SOLOPOS.COM - S Brodjo Sudjono

Rumah mewah di Jl Tluki 5, Badran, Solo, malam itu tampak sepi. Si empunya rumah, Soemardjono Brodjo Sudjono, malam itu sendirian. Saat Espos mewawancarainya, beberapa kali ia harus tergopoh-gopoh ke ruang tengah ketika telepon rumah berdering. “Ini ibu sedang ada pertemuan. Dua anak saya sudah menikah. Satu kuliah, makanya rumah sepi,” ujarnya sambil menunjukkan selembar foto pernikahan anak keduanya yang terpajang di dinding ruang tamu. Di sebelah foto itu terpajang fotonya memakai toga guru besar.

Foto itu cukup menjadi bukti kesuksesannya dalam dunia akademis. Di kalangan pendidikan tinggi Kota Solo namanya dikenal luas. Ia pendiri Akademi Sekretaris dan Manajemen Indonesia (ASMI) yang sempat moncer di era 1990-an. Ia juga pendiri Sekolah Tinggi Ilmu Administrasi (STIA) yang kini menjadi Universitas Surakarta (Unsa).

Tapi, siapa sangka Brodjo–sapaan akrabnya–meniti pekerjaan dari loper koran. Lahir di Arjosari, Pacitan, 60 tahun lalu, anak ketujuh dari 10 bersaudara ini saat SD sudah ditinggal ayahandanya. Sejak itu, ia ikut kakak pertamanya yang tinggal di Solo. Di bangku SMP itulah Brodjo menjadi loper koran. Maklum, kala itu keluarganya adalah salah satu agen koran kecil. Sembari membantu keluarga, Brodjo melakoni pekerjaan itu. “Tapi tidak perlu dilebih-lebihkan. Zaman itu liyane ya rekasa (orang lain juga hidup susah-red). Semua ini jalan yang diberikan Allah,” ujarnya merendah.

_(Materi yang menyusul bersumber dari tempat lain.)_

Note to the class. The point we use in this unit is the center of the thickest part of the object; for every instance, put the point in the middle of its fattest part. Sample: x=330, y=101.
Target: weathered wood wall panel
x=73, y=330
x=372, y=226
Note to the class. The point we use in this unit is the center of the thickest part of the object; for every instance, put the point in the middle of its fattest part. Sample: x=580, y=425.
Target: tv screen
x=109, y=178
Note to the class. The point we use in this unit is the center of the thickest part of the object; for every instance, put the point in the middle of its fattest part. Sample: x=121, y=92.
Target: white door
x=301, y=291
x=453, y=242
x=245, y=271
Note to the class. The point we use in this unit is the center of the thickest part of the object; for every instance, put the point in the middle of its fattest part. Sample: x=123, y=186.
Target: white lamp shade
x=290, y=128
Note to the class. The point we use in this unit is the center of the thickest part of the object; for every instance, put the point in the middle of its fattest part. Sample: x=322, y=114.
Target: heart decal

Jangan bayangkan seperti loper koran sekarang ini. Untuk mendapatkan koran, setiap malam Brodjo harus menunggu kiriman koran di Stasiun Balapan yang dikirim via kereta api. Paginya selepas subuh, ia langsung mendistribusikan ke pelanggan. Setelah tugasnya rampung, barulah ia bisa ke sekolah. Itu saat kondisi normal. Kalau koran datang telat sampai, saat itu juga Brodjo mendistribusikan ke pelanggan. “Misalnya dikirim pagi, takutnya telat ke sekolah,” ungkapnya.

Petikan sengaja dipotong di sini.